The Catalan Coastal Range (Serralada Litoral Catalana, /ca/) is a system of mountain ranges running parallel to the Mediterranean Sea coast in Catalonia, Spain. It is part of the Catalan Mediterranean System. Its main axis runs between the Foix River and the Roses Gulf and the average altitude is around 500 m.

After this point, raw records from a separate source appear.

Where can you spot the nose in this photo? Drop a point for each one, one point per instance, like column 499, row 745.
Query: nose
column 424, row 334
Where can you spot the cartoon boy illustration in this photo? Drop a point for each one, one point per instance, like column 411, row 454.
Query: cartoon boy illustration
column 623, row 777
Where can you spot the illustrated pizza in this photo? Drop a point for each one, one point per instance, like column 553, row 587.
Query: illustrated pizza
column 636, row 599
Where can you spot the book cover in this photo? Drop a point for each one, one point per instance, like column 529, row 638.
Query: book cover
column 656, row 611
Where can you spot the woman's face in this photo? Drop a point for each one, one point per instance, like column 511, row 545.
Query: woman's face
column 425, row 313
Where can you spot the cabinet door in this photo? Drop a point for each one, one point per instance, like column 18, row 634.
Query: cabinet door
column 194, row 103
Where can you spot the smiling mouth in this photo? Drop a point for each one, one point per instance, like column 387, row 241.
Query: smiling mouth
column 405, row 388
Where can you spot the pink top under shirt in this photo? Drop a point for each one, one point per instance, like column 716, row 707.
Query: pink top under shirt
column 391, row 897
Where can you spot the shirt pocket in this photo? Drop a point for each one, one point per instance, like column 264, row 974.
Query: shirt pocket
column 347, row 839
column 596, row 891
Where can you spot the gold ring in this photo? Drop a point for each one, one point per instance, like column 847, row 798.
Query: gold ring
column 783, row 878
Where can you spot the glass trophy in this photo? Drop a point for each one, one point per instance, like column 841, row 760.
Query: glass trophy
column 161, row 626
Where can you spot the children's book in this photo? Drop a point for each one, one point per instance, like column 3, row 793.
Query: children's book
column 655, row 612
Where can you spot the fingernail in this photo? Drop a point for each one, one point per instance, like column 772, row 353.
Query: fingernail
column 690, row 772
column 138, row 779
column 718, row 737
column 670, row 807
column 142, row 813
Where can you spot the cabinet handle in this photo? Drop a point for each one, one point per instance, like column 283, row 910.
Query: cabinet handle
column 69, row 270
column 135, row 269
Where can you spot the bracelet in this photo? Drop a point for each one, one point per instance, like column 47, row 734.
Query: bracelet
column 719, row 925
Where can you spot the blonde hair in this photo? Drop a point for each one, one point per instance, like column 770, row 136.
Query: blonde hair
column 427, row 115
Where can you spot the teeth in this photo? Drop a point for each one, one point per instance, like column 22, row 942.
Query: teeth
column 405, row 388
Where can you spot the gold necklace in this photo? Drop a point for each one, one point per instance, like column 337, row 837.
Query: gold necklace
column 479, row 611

The highest point is 763 m at the Montnegre.

==Mountain ranges==
From North to South:
- Montgrí
- Gavarres
- Massís de l'Ardenya
- Serra de Marina
- Montnegre Massif
- Serra del Corredor
- Serra de Sant Mateu
- Serra de la Conreria
- Serra de Collserola
- Massís del Garraf

Further south there are certain coastal mountain ranges like los Dedalts, Moles del Taix and Serra de la Mar in the Tivissa-Vandellòs Mountains and the Serra del Montsià that are included in the Catalan Pre-Coastal Range owing to the geological continuity with that range despite their seaside location.

==Ecology==
There are a few protected areas in the Catalan Coastal Range, like Parc Natural del Montnegre i el Corredor, Parc de Collserola and Parc Natural del Garraf.
At the same time though there are several areas subject to severe land degradation, owing mainly to stone quarrying, rubbish dumps and urban sprawl.